It starts of so strong and genuinely hilarious, I rarely find books that make me laugh and this is one of the ones that do. But then it gets tiring. The joke of calling out every single brand name of what everyone single person is wearing does the job of telling us Bateman's way of looking at the world the first hundred times it happens, it gets tired reading it again and again and again. By the last 30% I felt myself starting to skim.
Getting back into reading super hero comics and this is a great way to dive back in to the DC world. Some arcs concluded very conveniently but I suppose that's the way cases go sometimes when you've got Batman to rely on. Loved the police procedural look at living in Gotham city.
Getting into superhero comics and was recommended to start with this one as an introduction to Batman. Enjoyed it for the Jim Gordon perspective and liked seeing Batman/Bruce a little more "human" way, in that he makes his mistakes as he learns how to be the caped crusader. I didn't care for the Catwoman as a prostitute origin story though.
Redwall was my beloved childhood series. I have read "Martin the Warrior" and "Redwall" more times than I can count. This was my first time returning to the series as an adult and I'm so glad to report that the series still holds up. There is a comfort in the formulaic storytelling of dear Brian Jacques that makes reading his work cozy and warm like Cavern Hole, even when Mariel and friends are out fighting searats and facing danger and death. A lovely comforting read despite everything.
Ishmael my depressed ADHD friend.. he's just like me for real. I loved this book, but I could have done without a few of his whale tangents. Melville was so ahead of his time.

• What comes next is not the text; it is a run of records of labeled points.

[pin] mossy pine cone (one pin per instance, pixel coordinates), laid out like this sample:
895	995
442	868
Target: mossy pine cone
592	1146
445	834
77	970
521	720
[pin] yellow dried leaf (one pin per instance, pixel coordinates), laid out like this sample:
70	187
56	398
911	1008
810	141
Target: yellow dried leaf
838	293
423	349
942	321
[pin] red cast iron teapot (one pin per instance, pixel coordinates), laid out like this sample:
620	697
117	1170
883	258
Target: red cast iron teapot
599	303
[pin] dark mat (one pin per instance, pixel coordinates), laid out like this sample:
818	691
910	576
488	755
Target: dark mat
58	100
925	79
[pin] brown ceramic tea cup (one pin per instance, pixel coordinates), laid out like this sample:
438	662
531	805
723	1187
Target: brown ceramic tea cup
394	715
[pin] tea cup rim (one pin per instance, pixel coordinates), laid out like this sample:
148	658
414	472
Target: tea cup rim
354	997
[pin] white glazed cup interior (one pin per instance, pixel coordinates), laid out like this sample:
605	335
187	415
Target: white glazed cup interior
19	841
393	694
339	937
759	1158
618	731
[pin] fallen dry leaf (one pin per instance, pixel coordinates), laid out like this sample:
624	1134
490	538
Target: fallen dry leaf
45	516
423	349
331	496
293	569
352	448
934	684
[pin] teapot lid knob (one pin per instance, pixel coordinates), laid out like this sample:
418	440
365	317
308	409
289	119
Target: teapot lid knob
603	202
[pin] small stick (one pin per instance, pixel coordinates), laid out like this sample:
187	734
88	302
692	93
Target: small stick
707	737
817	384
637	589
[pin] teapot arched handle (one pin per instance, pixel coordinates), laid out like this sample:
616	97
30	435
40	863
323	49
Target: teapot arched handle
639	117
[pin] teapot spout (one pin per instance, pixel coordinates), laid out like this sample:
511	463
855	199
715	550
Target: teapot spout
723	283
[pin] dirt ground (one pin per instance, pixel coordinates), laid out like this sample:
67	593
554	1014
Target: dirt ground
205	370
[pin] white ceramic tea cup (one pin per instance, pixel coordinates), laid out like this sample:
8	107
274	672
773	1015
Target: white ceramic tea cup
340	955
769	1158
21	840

I initially read the Oxford Worlds Classics edition edited by Hester Blum but I found the end notes quite lacking. I ended up ordering the Penguin Deluxe Classics edition which has no notes but a lovely map, diagram of whales, the ship, and labelling whaling tools that really enhanced my read. And I finished off reading this book by swapping between the OWC, Penguin and Norton Critical editions. I would recommend looking to Norton Critical for more thorough notes on the text.
I loved the section on the Oxford professor's diary entries on the days leading up and into the exhumation of St Cuthbert's tomb. It reminded me of the journal writing in Dracula in a lovely way. The final section was lovely too, though I thought the ending was a bit predictable. A wonderful read.
It's a nice book, but one I would have dipped in and out of, like a bed time book you read a couple pages of each night. I read this as a book club selection and finished it over two weeks. I don't think this made for the ideal reading experience as it was repetitive and I can't remember a single city that was described; all of them blended together similarly. The prose is beautiful but nothing happens.